Selon la communication gouvernementale, les populations adhérent à la politique récupération des domaines de l’État. Mais ceux qui font ce type de déclarations oublient que pour ces populations, ce qu’on appelle pudiquement «politique de récupération des domaines de l’État» se traduit par la destruction de milliers d’habitations, fruit de plusieurs années de dur labeur, sans aucune indemnisation. Les populations peuvent-elles adhérer à une politique qui condamne des milliers de familles à devenir du jour au lendemain des sans-abris ?

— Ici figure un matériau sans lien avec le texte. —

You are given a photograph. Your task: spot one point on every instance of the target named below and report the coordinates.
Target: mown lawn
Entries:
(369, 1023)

Cette «politique de récupération des domaines de l’État» en cours ne devrait pas être aussi brusque et inhumaine qu’elle l’est actuellement. Elle aurait pu être précédée d’une véritable campagne de sensibilisation pour permettre aux populations qui seraient impactées de s’y préparer. À défaut de pouvoir obtenir une indemnisation ou tout au moins une assistance venant de l’État, ces familles auraient pu mettre à profit un préavis pour trouver un nouveau point de chute avant le début des opérations de démolition; ce qui aurait pu leur éviter de voir leurs biens exposés à même le sol en pleine journée. Peut-on imaginer la situation de ces personnes si on était en saison des pluies ?

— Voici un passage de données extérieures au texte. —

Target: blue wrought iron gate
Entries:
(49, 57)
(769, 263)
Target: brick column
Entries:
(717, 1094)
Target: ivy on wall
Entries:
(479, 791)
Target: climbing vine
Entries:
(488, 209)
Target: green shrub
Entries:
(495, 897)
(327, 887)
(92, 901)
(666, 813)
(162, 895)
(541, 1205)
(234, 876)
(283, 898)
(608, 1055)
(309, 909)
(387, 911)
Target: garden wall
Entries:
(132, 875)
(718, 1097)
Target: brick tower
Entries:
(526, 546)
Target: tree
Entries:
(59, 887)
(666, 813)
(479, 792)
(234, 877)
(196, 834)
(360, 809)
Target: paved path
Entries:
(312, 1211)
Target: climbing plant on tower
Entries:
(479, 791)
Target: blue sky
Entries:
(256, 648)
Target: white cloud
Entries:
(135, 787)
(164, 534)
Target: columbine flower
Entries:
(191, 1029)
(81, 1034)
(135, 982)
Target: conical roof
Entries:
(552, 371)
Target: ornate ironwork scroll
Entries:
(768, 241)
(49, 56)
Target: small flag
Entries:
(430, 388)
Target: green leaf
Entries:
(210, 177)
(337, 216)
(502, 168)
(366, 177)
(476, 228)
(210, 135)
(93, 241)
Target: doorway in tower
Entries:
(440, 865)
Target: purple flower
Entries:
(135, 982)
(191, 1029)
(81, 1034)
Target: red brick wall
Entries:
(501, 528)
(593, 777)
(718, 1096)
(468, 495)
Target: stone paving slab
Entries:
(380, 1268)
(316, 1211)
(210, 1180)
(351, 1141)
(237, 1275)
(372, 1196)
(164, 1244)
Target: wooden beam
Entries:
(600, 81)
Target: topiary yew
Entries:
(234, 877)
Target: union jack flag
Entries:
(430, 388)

Dans certaines législations, il existe aujourd’hui un droit au logement opposable (cas de la France) qui reconnaît un droit au logement à ceux qui sont dans le besoin. Mais même en l’absence d’une telle législation, il est du devoir des pouvoirs publics de tout mettre en œuvre pour permettre aux citoyens d’accéder à un logement convenable à travers notamment une politique de logements sociaux ou de logements à loyers modérés. Faute de pouvoir satisfaire cette obligation, un Etat respectueux de la dignité de ses citoyens, devrait s’efforcer d’éviter de mettre ces derniers dans la rue sans leur offrir une solution de substitution. Le spectacle que nous livrent ces personnes âgées en larmes en train d’implorer le Bon Dieu et le gouvernement est une autre preuve concrète de la faillite de l’État dans la protection des couches les plus vulnérables de la société. Lorsque vient s’ajouter à la difficulté de trouver à manger celle d’avoir un toit, il y a de quoi s’interroger sur la finalité de l’action de l’État. L’État agit dans le but d’assurer au grand maximum sinon à tous le bonheur et la prospérité. Cela passe par la prise en compte des besoins primaires de l’homme : se nourrir, se vêtir, se loger, se soigner. Mais s’il est le premier à plonger les citoyens dans la précarité, il n’a aucunement sa raison d’être.